Va, quindi, pienamente condivisa la Giurisprudenza secondo la quale (cfr. T.A.R. Lazio Latina, Sez. I, 16 gennaio 2014, n. 17) < Ne discende che, ai fini della valutazione dell’ammissibilità o meno dell’istanza ostensiva, debbono distinguersi tre ipotesi: a) quella in cui gli atti siano stati delegati dall’Autorità giudiziaria, nel qual caso l’ostensione non sarà possibile; b) quella in cui gli atti coincidano con le notitiae criminis poste in essere dagli organi comunali nell’esercizio delle funzioni di polizia giudiziaria ad essi attribuite specificamente dall’ordinamento, nel qual caso, parimenti, l’ostensione non è possibile; c) quella in cui, infine, ci si trovi dinanzi ad atti di indagine e di accertamento, se del caso tradottisi in denunce all’Autorità giudiziaria, non compiuti dagli organi comunali nell’esercizio di funzioni di P.G., bensì nell’esercizio delle proprie istituzionali funzioni amministrative, nel qual caso non sussistono, per la giurisprudenza in esame, impedimenti ad ammettere l’accesso su tali atti>>.
Nel caso di specie l’accesso è stato richiesto in relazione ad atti di origine extraprocessuale che non risultano coperti da segreto o dal vincolo del sequestro, sicchè in definitiva, non ricorrendo alcuna ipotesi di esclusione normativamente prevista, deve essere riconosciuto al ricorrente il diritto all’ostensione, per effetto del quale il Comune resistente dovrà consentire l’accesso.
Non può invece trovare accoglimento la domanda di risarcimento del danno, in quanto non risulta che il ricorrente abbia impugnato la propria esclusione ovvero la mancata aggiudicazione della gara.

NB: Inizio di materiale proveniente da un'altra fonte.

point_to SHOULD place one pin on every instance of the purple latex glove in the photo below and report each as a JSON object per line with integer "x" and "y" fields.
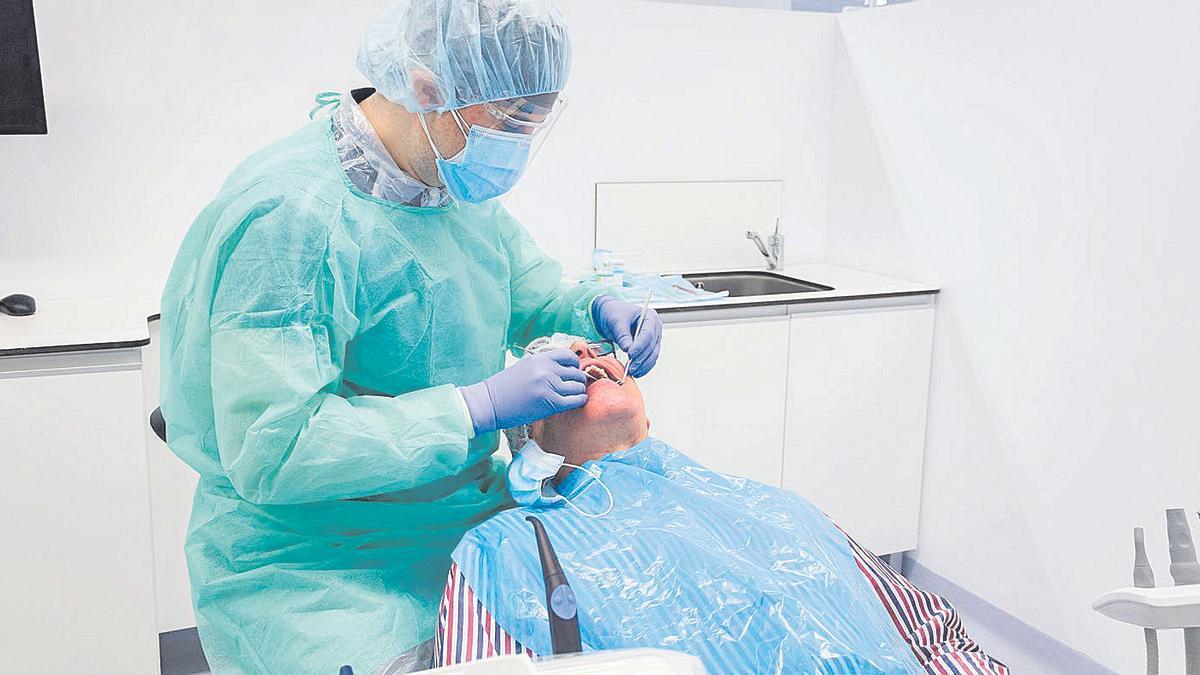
{"x": 534, "y": 388}
{"x": 616, "y": 320}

La reciproca soccombenza delle parti giustifica la compensazione delle spese.

P.Q.M.

Il Tribunale Amministrativo Regionale per la Sicilia sezione staccata di Catania (Sezione Terza), definitivamente pronunciando sul ricorso, come in epigrafe proposto, lo accoglie in parte e, per l’effetto, ordina al Comune di Catania di consentire alla parte ricorrente di prendere visione ed estrarre copia, previo rimborso del costo di riproduzione e dei diritti di ricerca e visura, della documentazione richiesta con l’ istanza di accesso di cui trattasi nel termine di giorni trenta decorrente dalla comunicazione della presente decisione.
Respinge la domanda risarcitoria.
Spese compensate.
Ordina che la presente sentenza sia eseguita dall'autorità amministrativa.